Liars do what is best for their own selves, no matter how well wrapped in language that sounds patriotic, generous, or liberal.  When one is willing, for example, to claim that his understanding of Viet Nam vets is great, because he, himself, was in Viet Nam, while having never been there, will do other things, perhaps quite small and not noticed by the public, which are just as damning as if it was done in the light of free press.  It is no small matter for a bully to destroy one life in secret, when that one life is yours.

Liars within the rank and file will, if you are a business owner or supervisor, not take the role of bully with authority, but will seek to "game the system" anyway possible.  The liar is more likely to fall on the job than others, call out sick when well, and "take",  not "steal" that which does not belong to him.  The liar may, for amusement sake, cause a hostile, or in lesser degrees, an unpleasant work environment for others, as the liar may enjoy the drama stirred up at the expense of others.
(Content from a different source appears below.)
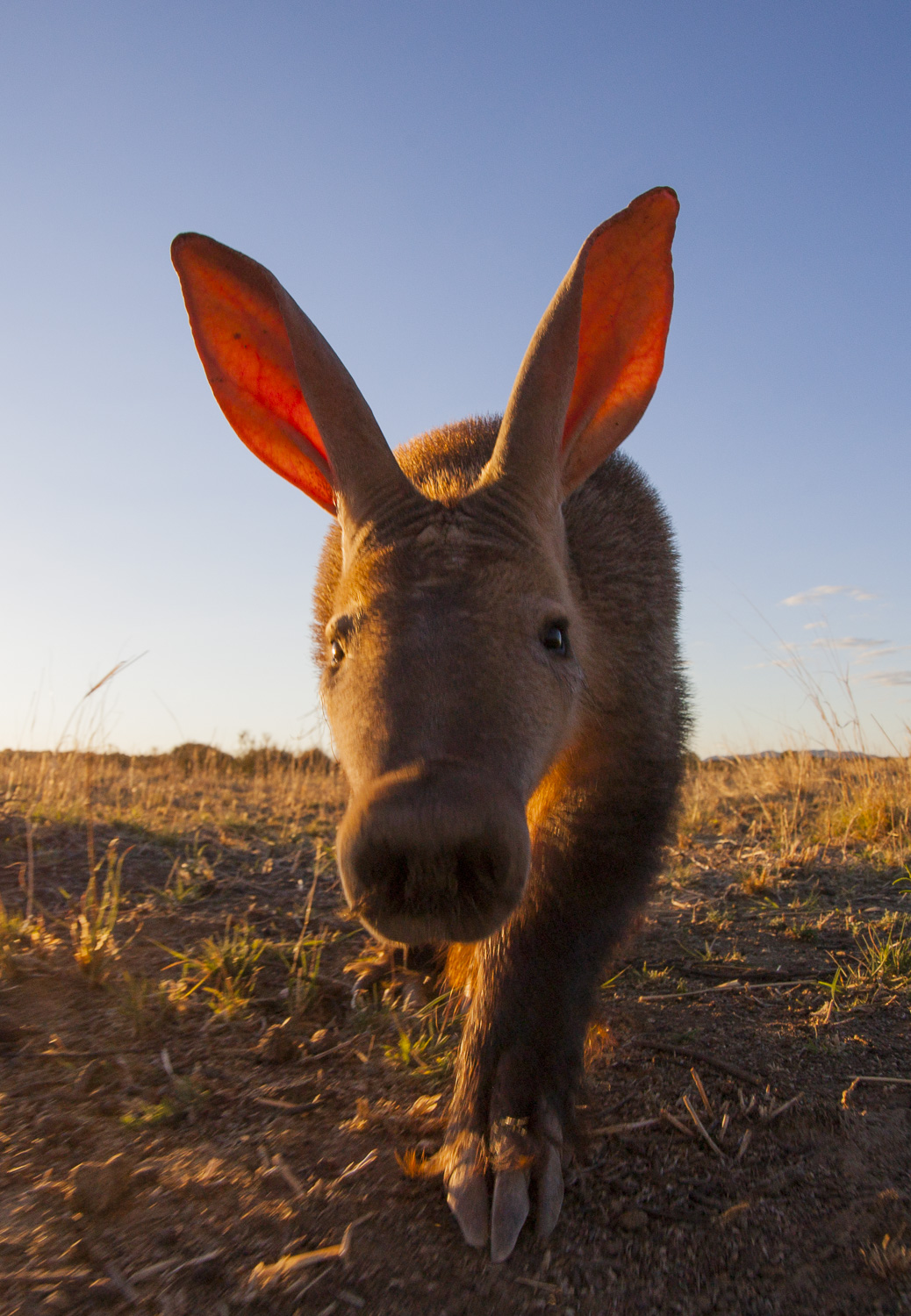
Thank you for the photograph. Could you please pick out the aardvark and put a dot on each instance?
(497, 618)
The Sophisticated Liar is more likely, however, to be found in management position.

Oh, by the way...

the 'sophisticated' commentator is not too far away.  Feigned indifference under the guise of 'all lies; can't trust anyone' doesn't cut it, either, as things regress and are destroyed beneath their feet.


GeekRad said...

When I started my career I worked for a very large and powerful corporation. Management lying to employees was the norm. As Peter describes, management felt employees were not smart enough or sophisticated enough to tell the truth. It was rooted in a culture that they had to be secretive to stay ahead of the competition and it affected the way managers interacted with staff. So many lies and we knew they were lying or at least ommitting. At one point there had been announcements of upcoming reorganizations and the rumors that followed for months. When the announcement of reorganization details finally came we were hearing it from co-workers in other cities. Even as we were getting faxes from our co-workers in other cities of the details my manager was denying it and saying it was only rumor. He did not share the information with us untill the next day. The culture has changed in that corporation but there is still a great deal of deception. In the name of good business practices (tongue in cheek.)

Anonymous said...

According to a press release, Melissa D. Barton, 25, was arrested for felony theft by deception after an investigation revealed Barton was receiving monetary donations after claiming she had cancer and her son had leukemia.

"I would never do that. The fundraisers that were made in my name were made by people that did not ask my permission," said Barton. " I had a scare last year in October ... and I kinda jumped to conclusions quickly."

She didn't say she didn't do it, just that she would NEVER do that.

Katprint said...

I have an ex who is a pathological liar. He has lied about being a military helicopter pilot, a hospital nurse, a computer expert, a sniper in China, a truck mechanic, a biologist/scientist, and a civil engineer. Those are just some of the whopping lies that I personally know about -- he lives 2,000+ miles away and I'm pretty sure there are extensive other lies that I don't know about.

I occasionally joke with my husband that I'm getting to be boring in my old age, telling the same stories over and over, because my stories actually happened. I have only lived one life; unlike my ex's my life history stays the same for every retelling. LOL!